Algumas localidades já têm certo acúmulo de experiência indígena na política partidária e foram objeto de pesquisas qualitativas que refletiram sobre o tema. Dois exemplos são Santa Rosa do Purus e São Gabriel da Cachoeira. Ambos municípios amazônicos, o primeiro faz divisa com o Peru, no Acre; o segundo, está na fronteira com a Colômbia e a Venezuela, no Amazonas. Os dois possuem a maior parte da população composta por indígenas, conforme autodeclaração no último Censo feito pelo IBGE, em 2010.

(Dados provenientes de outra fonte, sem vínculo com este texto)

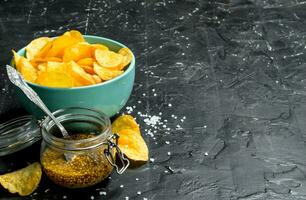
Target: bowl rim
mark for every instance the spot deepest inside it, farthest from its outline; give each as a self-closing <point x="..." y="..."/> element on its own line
<point x="128" y="69"/>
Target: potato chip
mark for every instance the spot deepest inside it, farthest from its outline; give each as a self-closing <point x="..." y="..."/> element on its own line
<point x="60" y="44"/>
<point x="96" y="78"/>
<point x="45" y="50"/>
<point x="76" y="52"/>
<point x="76" y="35"/>
<point x="42" y="67"/>
<point x="56" y="67"/>
<point x="132" y="145"/>
<point x="99" y="46"/>
<point x="125" y="122"/>
<point x="79" y="75"/>
<point x="86" y="61"/>
<point x="23" y="181"/>
<point x="27" y="70"/>
<point x="16" y="59"/>
<point x="35" y="46"/>
<point x="55" y="79"/>
<point x="108" y="59"/>
<point x="88" y="69"/>
<point x="127" y="57"/>
<point x="106" y="74"/>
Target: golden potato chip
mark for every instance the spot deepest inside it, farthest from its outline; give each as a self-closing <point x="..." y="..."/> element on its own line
<point x="23" y="181"/>
<point x="76" y="35"/>
<point x="88" y="69"/>
<point x="86" y="61"/>
<point x="108" y="59"/>
<point x="27" y="70"/>
<point x="55" y="79"/>
<point x="16" y="59"/>
<point x="60" y="44"/>
<point x="96" y="78"/>
<point x="132" y="145"/>
<point x="42" y="67"/>
<point x="76" y="52"/>
<point x="35" y="46"/>
<point x="40" y="60"/>
<point x="106" y="74"/>
<point x="45" y="50"/>
<point x="125" y="122"/>
<point x="79" y="75"/>
<point x="99" y="46"/>
<point x="127" y="57"/>
<point x="56" y="67"/>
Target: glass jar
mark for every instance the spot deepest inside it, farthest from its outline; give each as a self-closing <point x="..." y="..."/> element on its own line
<point x="84" y="158"/>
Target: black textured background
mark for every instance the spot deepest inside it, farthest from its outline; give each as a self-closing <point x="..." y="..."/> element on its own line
<point x="227" y="76"/>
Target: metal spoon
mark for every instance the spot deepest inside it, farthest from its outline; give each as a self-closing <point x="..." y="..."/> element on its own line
<point x="16" y="78"/>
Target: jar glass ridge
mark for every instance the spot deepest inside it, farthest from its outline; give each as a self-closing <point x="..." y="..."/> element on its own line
<point x="89" y="132"/>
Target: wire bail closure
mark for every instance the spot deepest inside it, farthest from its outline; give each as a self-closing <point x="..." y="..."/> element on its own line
<point x="107" y="152"/>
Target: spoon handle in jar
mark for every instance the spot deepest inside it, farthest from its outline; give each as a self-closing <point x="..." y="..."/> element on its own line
<point x="16" y="78"/>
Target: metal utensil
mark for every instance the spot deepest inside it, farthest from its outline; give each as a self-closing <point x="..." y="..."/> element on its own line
<point x="16" y="78"/>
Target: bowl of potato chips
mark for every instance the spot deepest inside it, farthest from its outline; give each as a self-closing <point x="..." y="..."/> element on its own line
<point x="75" y="70"/>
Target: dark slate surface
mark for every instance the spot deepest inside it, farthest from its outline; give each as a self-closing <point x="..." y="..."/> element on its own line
<point x="227" y="76"/>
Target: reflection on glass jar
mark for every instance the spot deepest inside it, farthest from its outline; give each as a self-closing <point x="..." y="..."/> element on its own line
<point x="81" y="159"/>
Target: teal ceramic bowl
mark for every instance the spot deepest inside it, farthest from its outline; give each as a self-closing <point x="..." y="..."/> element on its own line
<point x="108" y="97"/>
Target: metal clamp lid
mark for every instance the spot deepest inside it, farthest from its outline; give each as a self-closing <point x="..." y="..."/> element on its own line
<point x="107" y="152"/>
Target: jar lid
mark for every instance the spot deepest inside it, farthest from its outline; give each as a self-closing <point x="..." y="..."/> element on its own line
<point x="18" y="134"/>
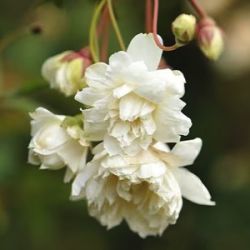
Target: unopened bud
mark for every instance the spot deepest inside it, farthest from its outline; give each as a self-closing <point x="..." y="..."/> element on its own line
<point x="210" y="38"/>
<point x="183" y="28"/>
<point x="65" y="71"/>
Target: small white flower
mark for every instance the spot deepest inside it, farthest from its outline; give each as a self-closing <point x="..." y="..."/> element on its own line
<point x="145" y="190"/>
<point x="54" y="146"/>
<point x="131" y="101"/>
<point x="65" y="71"/>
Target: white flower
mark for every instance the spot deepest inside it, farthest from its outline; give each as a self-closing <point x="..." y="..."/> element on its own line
<point x="54" y="146"/>
<point x="131" y="101"/>
<point x="65" y="71"/>
<point x="145" y="190"/>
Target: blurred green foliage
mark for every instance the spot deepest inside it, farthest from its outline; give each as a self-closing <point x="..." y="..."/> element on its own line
<point x="35" y="211"/>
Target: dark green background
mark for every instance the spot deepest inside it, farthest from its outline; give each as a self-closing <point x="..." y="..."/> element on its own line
<point x="35" y="211"/>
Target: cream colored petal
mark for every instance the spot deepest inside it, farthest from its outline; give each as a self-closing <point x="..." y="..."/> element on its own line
<point x="187" y="151"/>
<point x="152" y="170"/>
<point x="119" y="60"/>
<point x="192" y="188"/>
<point x="131" y="107"/>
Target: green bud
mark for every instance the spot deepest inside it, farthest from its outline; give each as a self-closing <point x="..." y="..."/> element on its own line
<point x="183" y="28"/>
<point x="210" y="39"/>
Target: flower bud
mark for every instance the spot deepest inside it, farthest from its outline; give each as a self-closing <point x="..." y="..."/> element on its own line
<point x="183" y="28"/>
<point x="65" y="71"/>
<point x="210" y="39"/>
<point x="54" y="145"/>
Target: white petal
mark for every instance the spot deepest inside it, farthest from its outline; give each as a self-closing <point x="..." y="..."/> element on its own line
<point x="131" y="107"/>
<point x="192" y="188"/>
<point x="143" y="48"/>
<point x="81" y="180"/>
<point x="187" y="151"/>
<point x="95" y="76"/>
<point x="119" y="60"/>
<point x="122" y="91"/>
<point x="151" y="170"/>
<point x="74" y="155"/>
<point x="112" y="146"/>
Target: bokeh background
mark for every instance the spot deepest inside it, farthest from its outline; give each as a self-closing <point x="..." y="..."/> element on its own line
<point x="35" y="211"/>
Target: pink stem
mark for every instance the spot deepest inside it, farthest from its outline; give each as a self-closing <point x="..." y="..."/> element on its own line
<point x="155" y="23"/>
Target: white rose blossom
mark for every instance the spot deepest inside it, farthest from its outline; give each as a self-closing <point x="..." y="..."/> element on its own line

A entrada indígena nos pleitos eleitorais destes dois municípios também tem aumentado ou ao menos permanecido constante nos últimos anos. Em São Gabriel da Cachoeira, este aumento ocorre desde a eleição do primeiro vice-prefeito indígena, em 1996 e, com ainda mais força, depois da eleição da primeira chapa composta por dois indígenas aos cargos de prefeito e vice-prefeito, em 2008. Já em Santa Rosa, a participação indígena acontece desde a primeira eleição municipal, em 1992, mas, diferentemente, de São Gabriel, nunca foi eleita uma chapa exclusivamente indígena. Desde então, as coligações com maiores chances de eleição são compostas por prefeito branco e vice indígena. Isto se dá, porque os políticos brancos perceberam ser impossível ganhar sem o apoio indígena.

Mas ao olharmos para as candidaturas Brasil afora colocadas na disputa deste ano, há poucas chapas compostas por prefeito e vice indígenas. Também é notória a dificuldade e a complexidade envolvidas na construção e manutenção de alianças indígenas na política partidária. A experiência dos dois indígenas que assumiram a prefeitura em São Gabriel mostrou quão delicada e frágil pode ser este tipo de aliança. Em Santa Rosa, não é diferente, as complexas disputas políticas existentes no interior dos grupos indígenas, muitas vezes, impedem que se unam em uma única candidatura. Mais uma vez, seria preciso ajustar o “zoom” da lente para compreender os contextos locais.